Decide which Method of Progressive Overload Works For You

You can include any of these methods in your training, but it’s best to focus on just one at a time. As adaptation eventually occurs, and I promise you it will, it’s good to know you have other methods available, especially if simply increasing weight just doesn’t seem to work any longer.

Of course, this is all assuming you’re interested in building muscle (staying with the 8- to 12-rep range, which is optimal for hypertrophy). If you’re looking to focus on strength, increasing resistance may be a more favorable option than simply doing more reps. Similarly, individuals wanting to increase muscle endurance may find that higher repetitions combined with increases in reps, not load, is more effective for achieving their goals.

While factors such as increasing total volume will be important to a bodybuilder, decreasing the rest time between sets and increasing repetitions may be more beneficial for endurance athletes or individuals concerned with muscular endurance and cardiovascular fitness rather than gains in strength and power. The techniques you use should be in line with your fitness goals. Prioritize what’s important to you.

Bottomline…

If you want to sculpt beautiful muscles, increase your metabolism and get stronger and fitter as a result, progressive overload is the absolute key.

It doesn’t matter who you are, what your goal is, or what type of workout/exercise you’re doing. If you want it to work, you must focus on making progressive overload happen.

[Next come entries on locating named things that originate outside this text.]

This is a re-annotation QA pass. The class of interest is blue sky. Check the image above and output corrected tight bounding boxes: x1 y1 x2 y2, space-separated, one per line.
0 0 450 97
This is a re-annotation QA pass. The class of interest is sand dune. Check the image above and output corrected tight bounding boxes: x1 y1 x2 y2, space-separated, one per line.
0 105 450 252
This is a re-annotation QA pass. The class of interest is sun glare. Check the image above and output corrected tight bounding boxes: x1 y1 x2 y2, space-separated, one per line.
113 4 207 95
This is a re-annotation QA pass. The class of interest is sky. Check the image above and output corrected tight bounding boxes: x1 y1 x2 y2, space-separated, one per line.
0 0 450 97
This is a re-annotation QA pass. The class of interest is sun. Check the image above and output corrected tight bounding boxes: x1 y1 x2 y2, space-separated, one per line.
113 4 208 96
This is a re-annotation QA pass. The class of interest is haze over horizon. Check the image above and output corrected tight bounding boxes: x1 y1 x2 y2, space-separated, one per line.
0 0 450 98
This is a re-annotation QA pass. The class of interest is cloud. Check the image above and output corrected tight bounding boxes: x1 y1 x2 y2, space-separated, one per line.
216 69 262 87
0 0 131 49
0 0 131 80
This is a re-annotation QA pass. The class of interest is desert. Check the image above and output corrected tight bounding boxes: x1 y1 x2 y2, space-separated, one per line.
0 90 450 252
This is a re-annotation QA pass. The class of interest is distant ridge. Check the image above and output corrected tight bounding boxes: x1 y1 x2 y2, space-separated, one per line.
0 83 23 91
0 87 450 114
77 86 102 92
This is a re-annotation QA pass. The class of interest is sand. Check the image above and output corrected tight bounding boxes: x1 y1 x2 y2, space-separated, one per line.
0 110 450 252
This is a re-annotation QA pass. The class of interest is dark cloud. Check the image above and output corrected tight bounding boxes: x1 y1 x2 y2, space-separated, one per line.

If you don’t, you will plateau. If you do, you are guaranteed to see changes.

It’s that simple.

 

4 thoughts on “Progressive Overload: The Key to Seeing Results

  1. Caroline Anthony says:

    I’m just starting out so should I try for the reps indicated in the training plan at a weight I can do it (with effort to get that last two), or, should I not worry about the reps and do what I can, heavy? For example, I can do 15,10,8 reps of incline barbell chest press at 17.5kg. The last couple on the first set are an effort and then it is more effort to get through the other two sets, but I can do it. today I upped the weight to 20kg and could only do 7, 8, 6 against the rep requirements. Is that better? Thanks!

    • Kim Constable says:

      Hi Caroline! You should aim to increase your weight per set. So start with 15kg first set, then perhaps 17.5, then 20 then 22.5kg. Aim for the reps specified but if you fall a few short it’s fine. Keep those weights the same each week until you start to get stronger, then increase them all. Kim x

  2. Donna Barber says:

    Great article! Love the accurate info. I’m a CSCCa certified strength coach and need some personal changes/new challenges. I’ve toyed with being a vegan lifter and would really like to dive in 100%. Glad I found your site.